As \( y = 4 \), \( x = \frac{4^2}{4} = 4 \).
Point is \( (4, 4) \).
Differentiating \( x^3 + y^3 = 8xy \):
\( 3x^2 + 3y^2 y' = 8y + 8xy' \)
At point \( (4, 4) \):
\( 3(4)^2 + 3(4)^2 y' = 8(4) + 8(4) y' \)
\( \implies 48 + 48y' = 32 + 32y' \)
\( \implies 16y' = -16 \)
\( \implies y' = -1 \).
Slope of normal \( = 1 \).
Equation of normal: \( y - 4 = 1(x - 4) \)
\( \implies y = x \).

Question.
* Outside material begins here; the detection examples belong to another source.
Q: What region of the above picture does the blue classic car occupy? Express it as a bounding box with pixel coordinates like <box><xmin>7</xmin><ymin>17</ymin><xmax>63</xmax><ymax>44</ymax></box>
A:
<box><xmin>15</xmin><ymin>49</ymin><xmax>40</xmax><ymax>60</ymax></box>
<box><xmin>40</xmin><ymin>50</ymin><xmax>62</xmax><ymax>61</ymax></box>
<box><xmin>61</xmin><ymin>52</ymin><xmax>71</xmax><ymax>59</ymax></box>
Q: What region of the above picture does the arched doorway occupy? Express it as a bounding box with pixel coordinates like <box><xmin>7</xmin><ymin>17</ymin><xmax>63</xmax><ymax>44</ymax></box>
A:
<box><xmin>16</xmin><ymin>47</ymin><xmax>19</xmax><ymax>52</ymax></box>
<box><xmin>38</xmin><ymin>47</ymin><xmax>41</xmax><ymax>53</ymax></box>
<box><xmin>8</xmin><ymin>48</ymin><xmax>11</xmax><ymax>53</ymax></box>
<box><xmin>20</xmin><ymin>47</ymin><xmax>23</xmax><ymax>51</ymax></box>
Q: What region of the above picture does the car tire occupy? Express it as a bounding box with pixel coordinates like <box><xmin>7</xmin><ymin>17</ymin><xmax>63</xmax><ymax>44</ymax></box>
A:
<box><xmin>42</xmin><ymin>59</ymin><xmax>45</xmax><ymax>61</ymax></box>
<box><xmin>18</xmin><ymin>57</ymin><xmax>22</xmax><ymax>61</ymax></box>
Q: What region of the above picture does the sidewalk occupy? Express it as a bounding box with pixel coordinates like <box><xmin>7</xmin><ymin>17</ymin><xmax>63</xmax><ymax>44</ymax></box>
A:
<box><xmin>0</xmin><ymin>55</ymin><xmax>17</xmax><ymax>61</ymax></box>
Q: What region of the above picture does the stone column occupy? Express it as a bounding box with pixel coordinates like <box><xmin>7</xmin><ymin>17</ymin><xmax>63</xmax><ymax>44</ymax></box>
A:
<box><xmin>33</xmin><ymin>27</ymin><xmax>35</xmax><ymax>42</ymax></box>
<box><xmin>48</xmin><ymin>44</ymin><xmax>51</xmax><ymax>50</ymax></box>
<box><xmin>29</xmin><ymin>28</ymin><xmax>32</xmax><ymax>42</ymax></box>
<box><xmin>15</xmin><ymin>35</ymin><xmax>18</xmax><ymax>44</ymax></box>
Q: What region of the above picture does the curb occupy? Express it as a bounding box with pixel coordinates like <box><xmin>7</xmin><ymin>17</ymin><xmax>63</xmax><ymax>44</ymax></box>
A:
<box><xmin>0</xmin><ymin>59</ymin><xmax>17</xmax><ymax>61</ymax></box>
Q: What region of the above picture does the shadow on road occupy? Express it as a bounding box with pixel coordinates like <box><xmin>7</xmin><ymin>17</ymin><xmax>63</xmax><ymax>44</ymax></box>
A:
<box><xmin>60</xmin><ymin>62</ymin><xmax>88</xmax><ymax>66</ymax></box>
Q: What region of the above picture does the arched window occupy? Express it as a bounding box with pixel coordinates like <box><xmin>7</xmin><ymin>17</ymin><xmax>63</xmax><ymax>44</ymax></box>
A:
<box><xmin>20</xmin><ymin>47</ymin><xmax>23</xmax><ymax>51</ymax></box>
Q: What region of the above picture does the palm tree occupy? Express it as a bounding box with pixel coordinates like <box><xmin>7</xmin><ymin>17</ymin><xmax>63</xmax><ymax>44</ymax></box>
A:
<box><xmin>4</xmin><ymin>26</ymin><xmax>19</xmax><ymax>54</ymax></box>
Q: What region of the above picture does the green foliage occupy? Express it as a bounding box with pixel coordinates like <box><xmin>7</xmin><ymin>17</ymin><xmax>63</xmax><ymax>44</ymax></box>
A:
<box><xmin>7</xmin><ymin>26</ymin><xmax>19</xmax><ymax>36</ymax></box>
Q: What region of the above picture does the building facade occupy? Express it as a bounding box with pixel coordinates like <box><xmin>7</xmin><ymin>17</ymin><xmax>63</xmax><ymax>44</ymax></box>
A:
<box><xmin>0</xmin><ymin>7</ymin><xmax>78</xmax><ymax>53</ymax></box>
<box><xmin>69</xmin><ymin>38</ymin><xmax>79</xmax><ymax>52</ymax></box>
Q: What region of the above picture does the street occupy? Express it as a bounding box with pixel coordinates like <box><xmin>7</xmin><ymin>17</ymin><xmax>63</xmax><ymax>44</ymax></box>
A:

Find the equation of the tangent line to the curve \( y = x^2 - 2x + 7 \) which is
(a) parallel to the line \( 2x - y + 9 = 0 \)
(b) perpendicular to the line \( 2y - x + 1 = 0 \)
Answer: \( \frac{dy}{dx} = 2x - 2 \).
(a) Parallel to \( y = 2x + 9 \), slope \( = 2 \).
\( 2x_1 - 2 = 2 \implies x_1 = 2 \).
\( y_1 = (2)^2 - 2(2) + 7 = 7 \).
Equation of tangent: \( y - 7 = 2(x - 2) \)
\( \implies y - 2x - 3 = 0 \).
(b) Perpendicular to \( y = \frac{1}{2}x - \frac{1}{2} \), slope \( = -2 \).
\( 2x_1 - 2 = -2 \implies x_1 = 0 \).
\( y_1 = (0)^2 - 2(0) + 7 = 7 \).
Equation of tangent: \( y - 7 = -2(x - 0) \)
\( \implies 2x + y - 7 = 0 \).

Question. A particle moves along the curve \( 6y = x^3 + 2 \). Find the points on the curve at which the y coordinate is changing 8 times as fast as the x co-ordinate.
Answer: Curve is \( 6y = x^3 + 2 \).
Differentiating with respect to \( t \): \( 6 \frac{dy}{dt} = 3x^2 \frac{dx}{dt} \).
Given \( \frac{dy}{dt} = 8 \frac{dx}{dt} \).
\( \implies 6(8 \frac{dx}{dt}) = 3x^2 \frac{dx}{dt} \)
\( \implies 48 = 3x^2 \implies x^2 = 16 \implies x = \pm 4 \).
If \( x = 4 \), then \( 6y = 4^3 + 2 = 66 \implies y = 11 \).
If \( x = -4 \), then \( 6y = (-4)^3 + 2 = -62 \implies y = -31/3 \).
Points are \( (4, 11) \) and \( (-4, -31/3) \).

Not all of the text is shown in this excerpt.